No. I lost faith in the church, an entity that was once open but is now insular, in bed with the state and casting out when they should be opening up. Not all churches are like that, but I’ve driven by many monolithic edifices dedicated to worship (most with Wi-Fi) and couldn’t help but wonder where all that money came from to build those fortresses on such prime real estate and where it could’ve been spent otherwise? Tax free?

Slow down there. Before I crawl any further up thine own arse about this whole struggle with belief, I’ll sort of wrap up with the following warm fuzzy. And it has nothing to do with my keeping Super Mario Bros on my NES on indefinite pause for the duration of one Sunday’s eucharist cuz I finally made it to world 8. That kind of sounds like religious fervor. Not a prayer circle or nothing, but what the hell, I was 12.

It’s about retirement, both literal and spiritual. Too much of everything, yet still committing self to spirit. Possibly a metaphor for bailing on the need for turtleneck sweaters between 9 and 11 in the morning on any given Sunday. We’ll even let go of the suspect prime real estate for now.

Recall overly stern minister I rambled about? After he retired I learned on the sly that there was a sort of witch hunt upon his flock. I knew I felt uncomfortable during service, and what was told spoke millions as well as calmed me. I was f*cking 9, yet in the swim of the hat checking that was floating around the congregation.

Turned out the senior members of the congregation didn’t want kids in worship; too much of a potential ruckus. Ban ’em, down to Seventh Level with ya little booger-eaters. Even as a kid I knew that was dopey. How are you gonna replenish the crop without fresh seeds? Not a direct quote there, but really? Segregation at church? Isn’t that a part of both what the Apostles and the Founding Fathers fought against (and if you can’t trust GW and JC then who can you)? So the proverbial seed of doubt was sown, and I was merely nine. Church ain’t the place to be. The physical building at any rate.
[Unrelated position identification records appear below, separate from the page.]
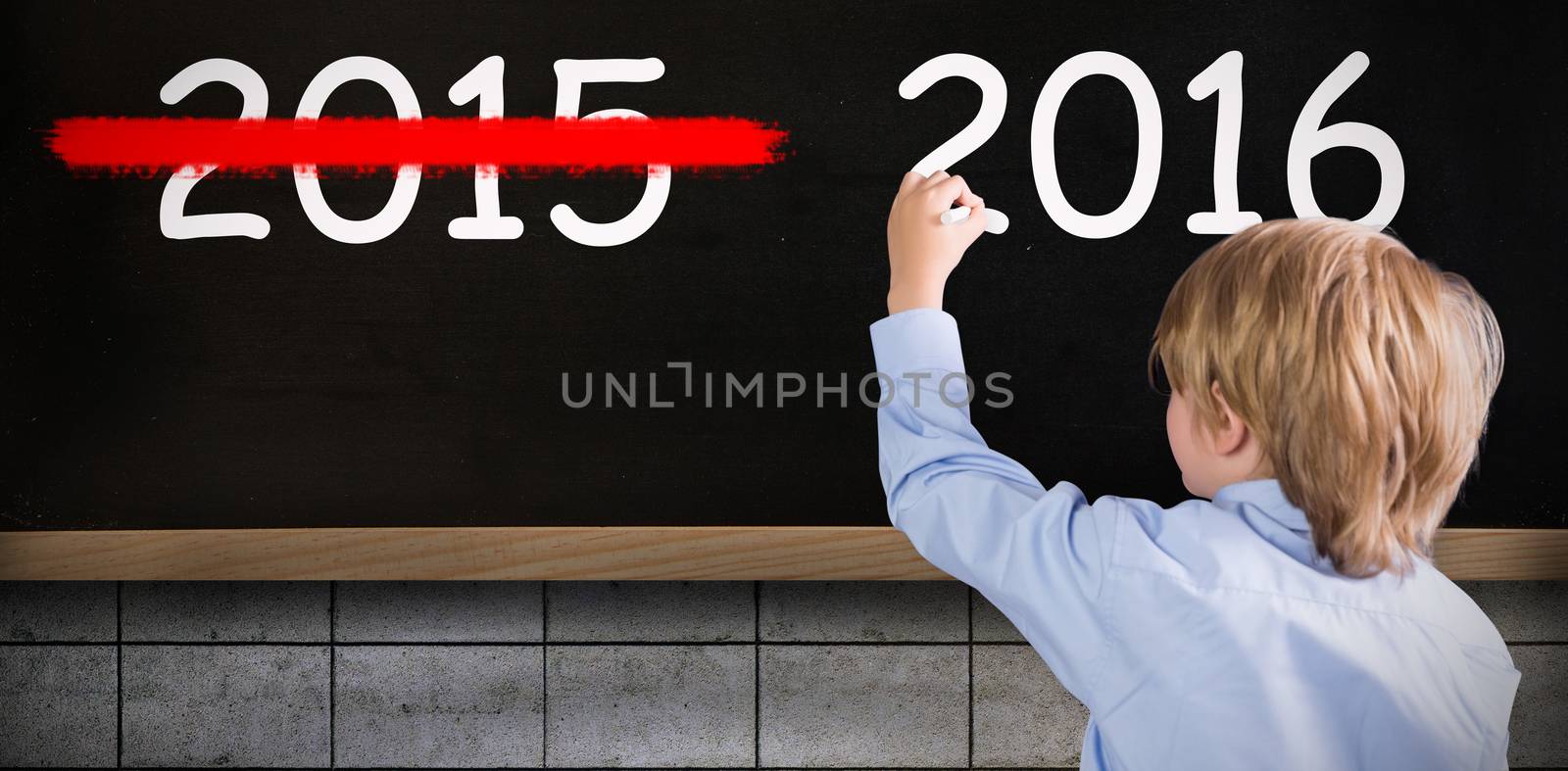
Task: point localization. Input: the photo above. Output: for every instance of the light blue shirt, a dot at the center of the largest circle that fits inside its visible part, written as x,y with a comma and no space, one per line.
1206,635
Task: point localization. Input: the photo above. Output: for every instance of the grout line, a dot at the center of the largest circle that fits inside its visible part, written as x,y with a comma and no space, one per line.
545,676
120,674
679,768
331,674
584,643
757,674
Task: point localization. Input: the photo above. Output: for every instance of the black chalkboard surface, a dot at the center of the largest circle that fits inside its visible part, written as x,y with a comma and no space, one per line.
417,379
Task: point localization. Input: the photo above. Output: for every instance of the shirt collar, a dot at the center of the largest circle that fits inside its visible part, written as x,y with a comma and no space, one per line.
1267,497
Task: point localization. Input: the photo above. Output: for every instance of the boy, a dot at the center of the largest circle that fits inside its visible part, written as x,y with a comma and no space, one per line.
1329,395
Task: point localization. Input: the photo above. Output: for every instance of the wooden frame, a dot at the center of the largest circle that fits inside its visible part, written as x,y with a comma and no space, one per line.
592,554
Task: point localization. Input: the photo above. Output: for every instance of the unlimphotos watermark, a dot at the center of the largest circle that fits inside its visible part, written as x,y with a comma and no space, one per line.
726,389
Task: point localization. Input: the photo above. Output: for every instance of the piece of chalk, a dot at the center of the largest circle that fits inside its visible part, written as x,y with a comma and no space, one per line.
995,221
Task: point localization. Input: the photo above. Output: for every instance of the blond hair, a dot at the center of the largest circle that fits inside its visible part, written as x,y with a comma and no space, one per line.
1363,371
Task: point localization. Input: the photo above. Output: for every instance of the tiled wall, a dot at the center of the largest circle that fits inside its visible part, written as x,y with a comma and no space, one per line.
668,674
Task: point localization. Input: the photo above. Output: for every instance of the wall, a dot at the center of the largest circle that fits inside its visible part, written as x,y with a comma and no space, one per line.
584,674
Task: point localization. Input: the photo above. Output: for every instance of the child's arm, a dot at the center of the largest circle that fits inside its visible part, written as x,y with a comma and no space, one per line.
977,514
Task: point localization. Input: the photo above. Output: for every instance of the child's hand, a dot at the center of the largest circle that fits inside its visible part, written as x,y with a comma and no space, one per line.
921,250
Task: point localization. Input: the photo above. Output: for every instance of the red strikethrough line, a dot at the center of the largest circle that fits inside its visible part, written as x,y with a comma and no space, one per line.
529,144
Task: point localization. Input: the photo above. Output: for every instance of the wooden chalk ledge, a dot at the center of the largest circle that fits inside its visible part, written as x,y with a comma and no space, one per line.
592,554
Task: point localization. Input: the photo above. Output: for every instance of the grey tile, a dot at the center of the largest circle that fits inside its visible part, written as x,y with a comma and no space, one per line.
1525,611
651,611
70,611
57,705
229,611
867,705
1541,708
226,705
439,705
651,705
864,611
1021,713
438,611
992,626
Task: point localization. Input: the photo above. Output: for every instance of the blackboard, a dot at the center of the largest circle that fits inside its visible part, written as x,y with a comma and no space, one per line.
300,381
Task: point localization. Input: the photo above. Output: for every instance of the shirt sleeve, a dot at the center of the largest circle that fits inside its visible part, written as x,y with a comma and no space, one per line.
1040,555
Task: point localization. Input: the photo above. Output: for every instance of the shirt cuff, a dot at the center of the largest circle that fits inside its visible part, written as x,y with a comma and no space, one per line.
916,339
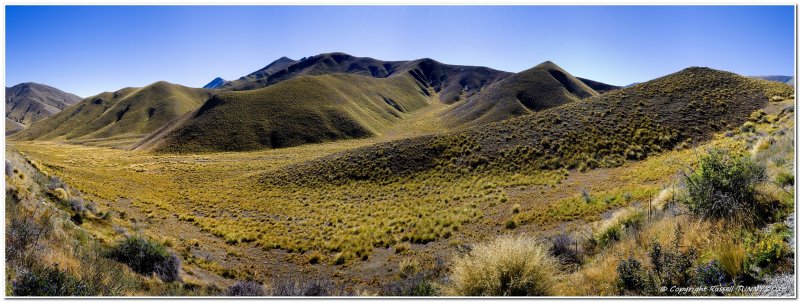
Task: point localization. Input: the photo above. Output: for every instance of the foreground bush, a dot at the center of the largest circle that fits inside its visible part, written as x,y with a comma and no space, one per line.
724,186
246,288
508,266
147,257
49,281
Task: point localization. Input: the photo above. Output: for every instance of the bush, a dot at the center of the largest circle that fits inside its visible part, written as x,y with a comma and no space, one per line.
246,288
631,276
313,287
146,257
508,266
49,281
784,179
724,186
416,285
564,249
711,274
768,252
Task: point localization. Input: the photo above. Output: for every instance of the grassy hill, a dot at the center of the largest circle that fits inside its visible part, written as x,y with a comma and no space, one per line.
598,86
603,131
544,86
129,111
453,82
308,109
30,102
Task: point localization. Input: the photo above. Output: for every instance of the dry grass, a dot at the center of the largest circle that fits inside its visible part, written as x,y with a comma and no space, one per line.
507,266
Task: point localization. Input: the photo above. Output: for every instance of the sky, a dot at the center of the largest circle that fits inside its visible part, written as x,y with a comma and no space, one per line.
90,49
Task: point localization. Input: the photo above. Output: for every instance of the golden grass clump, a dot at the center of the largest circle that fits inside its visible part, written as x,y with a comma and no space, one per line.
61,194
507,266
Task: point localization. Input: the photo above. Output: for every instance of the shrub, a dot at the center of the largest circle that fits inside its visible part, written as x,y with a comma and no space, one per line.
724,186
416,285
768,252
631,276
146,257
508,266
564,249
408,267
731,258
246,288
784,179
48,281
311,287
711,274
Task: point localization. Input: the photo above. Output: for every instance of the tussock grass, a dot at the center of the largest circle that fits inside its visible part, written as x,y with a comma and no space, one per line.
507,266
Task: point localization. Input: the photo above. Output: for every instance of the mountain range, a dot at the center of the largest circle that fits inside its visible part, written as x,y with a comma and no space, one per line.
337,96
29,102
Fortunately the edict was short lived. As a kid—ignoring the witch hunt—I kinda found church comfy, albeit boring. We all went through the motions, sure, hearing about sin and redemption and WWJD? No joke here, but hanging close with all the parishioners felt good, like family Thanksgiving. It was probably herd mentality all the way, but I received some succor from the rhetoric. For a time. What I learned about the minister and his elite guard, church wasn’t the nest it was supposed to be. It was a crucible.
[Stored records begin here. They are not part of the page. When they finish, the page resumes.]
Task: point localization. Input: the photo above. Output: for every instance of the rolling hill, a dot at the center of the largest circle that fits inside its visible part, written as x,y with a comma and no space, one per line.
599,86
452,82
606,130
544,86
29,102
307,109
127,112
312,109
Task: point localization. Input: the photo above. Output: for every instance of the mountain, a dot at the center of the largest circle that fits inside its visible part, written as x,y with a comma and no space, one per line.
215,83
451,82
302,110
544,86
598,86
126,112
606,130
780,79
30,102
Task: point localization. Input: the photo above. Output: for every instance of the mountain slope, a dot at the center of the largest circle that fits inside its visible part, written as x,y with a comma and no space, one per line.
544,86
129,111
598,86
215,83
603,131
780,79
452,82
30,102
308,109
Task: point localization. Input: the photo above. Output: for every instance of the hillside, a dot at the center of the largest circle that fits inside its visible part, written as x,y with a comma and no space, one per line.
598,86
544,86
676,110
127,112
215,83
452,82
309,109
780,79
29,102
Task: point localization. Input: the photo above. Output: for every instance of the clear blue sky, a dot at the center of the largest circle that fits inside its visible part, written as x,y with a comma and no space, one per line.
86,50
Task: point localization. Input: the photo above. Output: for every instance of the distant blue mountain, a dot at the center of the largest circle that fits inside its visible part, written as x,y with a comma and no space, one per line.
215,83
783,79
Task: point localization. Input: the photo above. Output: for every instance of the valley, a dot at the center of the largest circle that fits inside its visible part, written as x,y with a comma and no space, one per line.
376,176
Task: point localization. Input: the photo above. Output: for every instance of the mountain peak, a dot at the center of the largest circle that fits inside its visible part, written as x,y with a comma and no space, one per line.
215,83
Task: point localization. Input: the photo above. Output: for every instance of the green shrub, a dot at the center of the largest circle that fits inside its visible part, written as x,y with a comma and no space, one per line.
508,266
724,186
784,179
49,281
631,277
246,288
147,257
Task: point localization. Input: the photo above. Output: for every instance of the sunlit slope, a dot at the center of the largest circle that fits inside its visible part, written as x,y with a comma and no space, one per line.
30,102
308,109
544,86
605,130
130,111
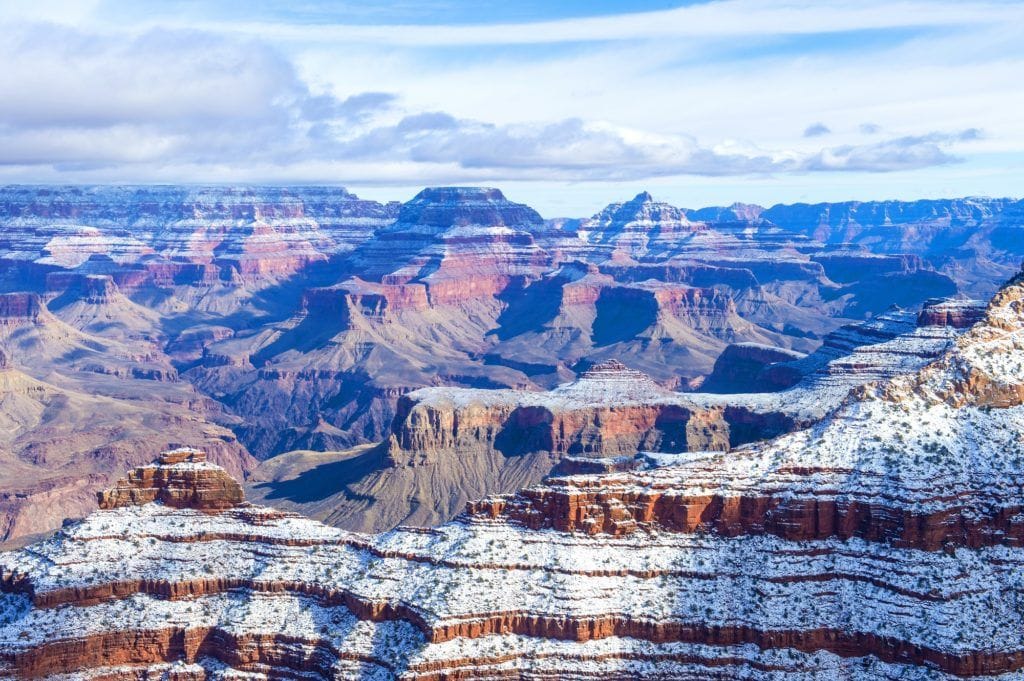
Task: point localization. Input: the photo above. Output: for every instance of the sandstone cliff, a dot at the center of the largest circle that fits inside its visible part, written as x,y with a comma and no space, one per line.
885,542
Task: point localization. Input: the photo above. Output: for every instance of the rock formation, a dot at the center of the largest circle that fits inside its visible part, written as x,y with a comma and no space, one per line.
885,542
266,320
181,478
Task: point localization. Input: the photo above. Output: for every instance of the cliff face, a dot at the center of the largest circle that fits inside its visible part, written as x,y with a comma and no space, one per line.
181,478
267,320
448,447
885,542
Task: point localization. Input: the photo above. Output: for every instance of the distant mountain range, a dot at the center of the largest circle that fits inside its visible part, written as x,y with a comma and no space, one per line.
253,322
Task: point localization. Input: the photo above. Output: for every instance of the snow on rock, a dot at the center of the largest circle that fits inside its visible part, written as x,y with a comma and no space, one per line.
885,542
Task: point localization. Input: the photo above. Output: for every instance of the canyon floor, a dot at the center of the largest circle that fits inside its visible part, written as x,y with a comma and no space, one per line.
254,322
883,541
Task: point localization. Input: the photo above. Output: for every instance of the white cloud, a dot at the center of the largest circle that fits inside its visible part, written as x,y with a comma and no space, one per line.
716,90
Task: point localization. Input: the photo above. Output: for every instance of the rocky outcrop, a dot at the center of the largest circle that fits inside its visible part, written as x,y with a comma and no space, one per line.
742,368
608,411
181,478
950,312
16,308
885,542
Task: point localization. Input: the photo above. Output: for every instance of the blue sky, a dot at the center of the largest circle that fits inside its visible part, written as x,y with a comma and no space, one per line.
566,105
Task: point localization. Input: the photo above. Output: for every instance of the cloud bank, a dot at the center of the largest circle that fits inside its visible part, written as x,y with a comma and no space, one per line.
190,99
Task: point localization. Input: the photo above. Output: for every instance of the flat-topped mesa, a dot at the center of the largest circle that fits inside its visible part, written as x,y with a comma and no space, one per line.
614,371
17,308
951,312
181,478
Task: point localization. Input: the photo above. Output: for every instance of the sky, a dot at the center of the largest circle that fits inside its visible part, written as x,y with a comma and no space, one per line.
564,105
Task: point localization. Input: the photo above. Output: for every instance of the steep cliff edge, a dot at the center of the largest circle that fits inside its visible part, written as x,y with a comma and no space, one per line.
885,542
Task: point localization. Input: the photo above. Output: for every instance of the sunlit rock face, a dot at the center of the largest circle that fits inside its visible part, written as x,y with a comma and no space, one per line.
261,321
885,542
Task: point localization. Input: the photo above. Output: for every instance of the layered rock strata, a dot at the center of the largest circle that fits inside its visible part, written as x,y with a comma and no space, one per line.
181,478
885,542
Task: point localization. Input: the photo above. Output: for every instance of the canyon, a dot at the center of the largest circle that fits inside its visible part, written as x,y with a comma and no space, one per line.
883,541
292,331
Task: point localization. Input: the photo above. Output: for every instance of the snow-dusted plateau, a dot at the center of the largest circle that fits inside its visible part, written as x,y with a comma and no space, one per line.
885,541
287,433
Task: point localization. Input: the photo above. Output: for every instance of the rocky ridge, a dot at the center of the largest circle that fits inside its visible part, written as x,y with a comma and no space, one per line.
263,320
885,542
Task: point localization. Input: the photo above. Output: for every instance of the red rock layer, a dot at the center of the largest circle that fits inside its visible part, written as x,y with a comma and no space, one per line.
181,479
617,510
*insert dramatic tympani bellows here*

The game changer was the old codger’s replacement. He was a soft-spoken man, Southerner with a lilting accent and a bit of a hangdog. He wasn’t the aggressive peddler in sin and strife like his precursor, all self-righteous with St Peter on speed dial. No. The new guy was gentle, reserved and gave the finest sermons I ever heard. I was still a kid and at that time an acolyte who lit the candles and fidgeting before the altar during service (what with that massive reminding crucifix hanging over my head. Another good reason to dodge church: the possibility of being smitten), but had a keen enough ear toward a good story when I heard it. Brimstone or thankfully no.
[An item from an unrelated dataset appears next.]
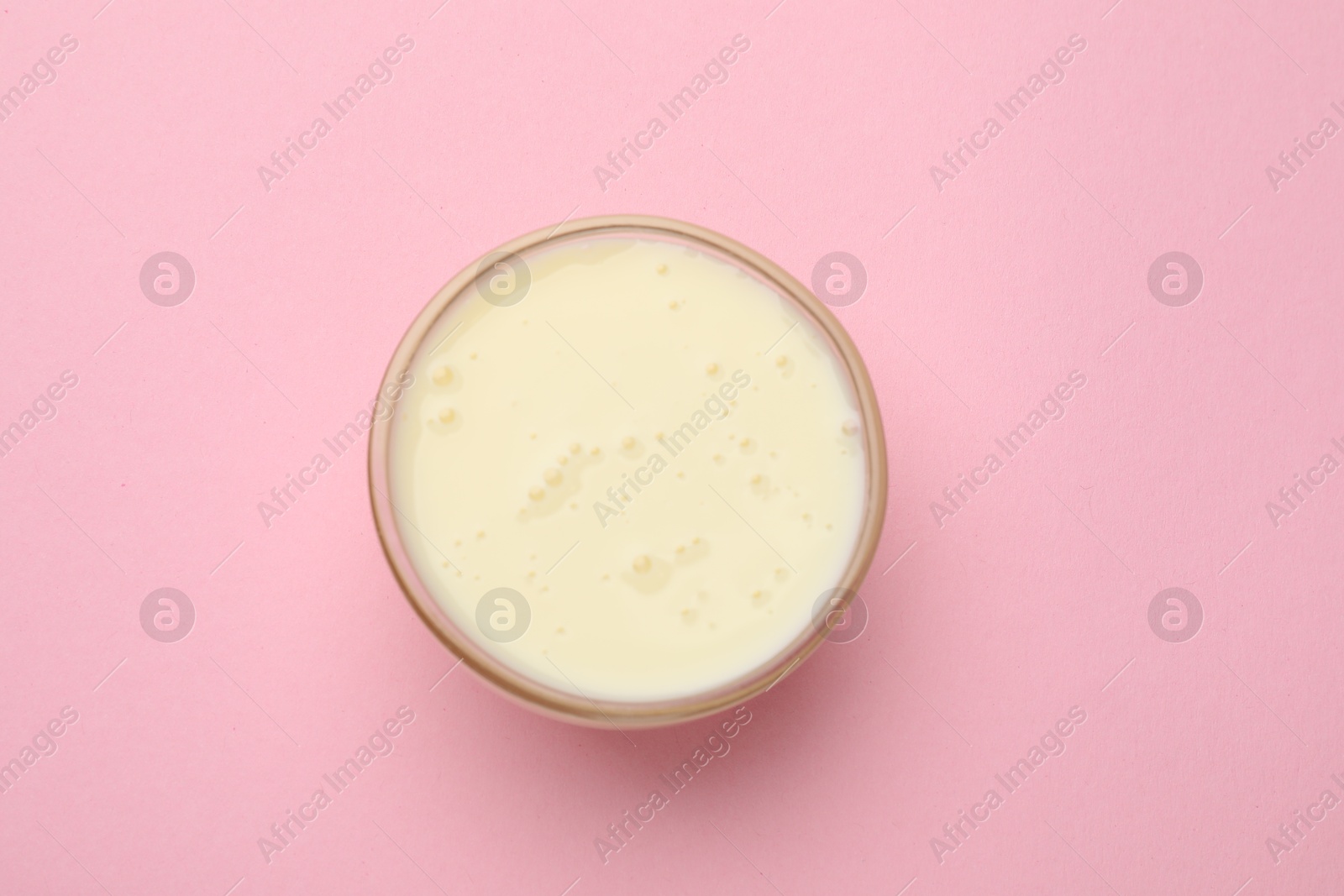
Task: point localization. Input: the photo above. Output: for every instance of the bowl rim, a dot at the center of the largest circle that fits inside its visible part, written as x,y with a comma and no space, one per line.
553,701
Our Southern gentleman preacher’s sermons were the kind of thing I could get around, loaded with questioning and light on the sinning. Sure, he’d always start his schpiel with some Biblical references, but we were in church so it felt superfluous. Guess he was filling some sort of Episcopalian counting coup quota. But the bulk of his sermons were steeped in social commentary. A lot of it political, which flew in the face of proper sermonizing. Separation of blah and blah, right? Stuff like our leaders’ civil intentions towards their constituency, and were they walking along the path of the Savior. Or educators’ rolls teaching faith without “teaching faith.” Or the one sermon that really stuck with me (despite me being whelp cowing under the cross, literally and figuratively) was about divorce as sin. Was it? That covenant between man and woman under the watchful eye of God, broken? Don’t ask why some snot-nosed young snot like me paid attention, but that might’ve been our genteel preacher presented his sermon like some closing argument in trial court. He weighed the evidence, tempered it with just enough emotion to make it go down smooth and delivered his answer:

“Is divorce bad? Yes. Is it a sin? No.”

This frankness was a lot more assuring than me bound for the lake of fire for playing doctor with that cute girl down the lane. Kidding. I didn’t live on a lane. It was a drive.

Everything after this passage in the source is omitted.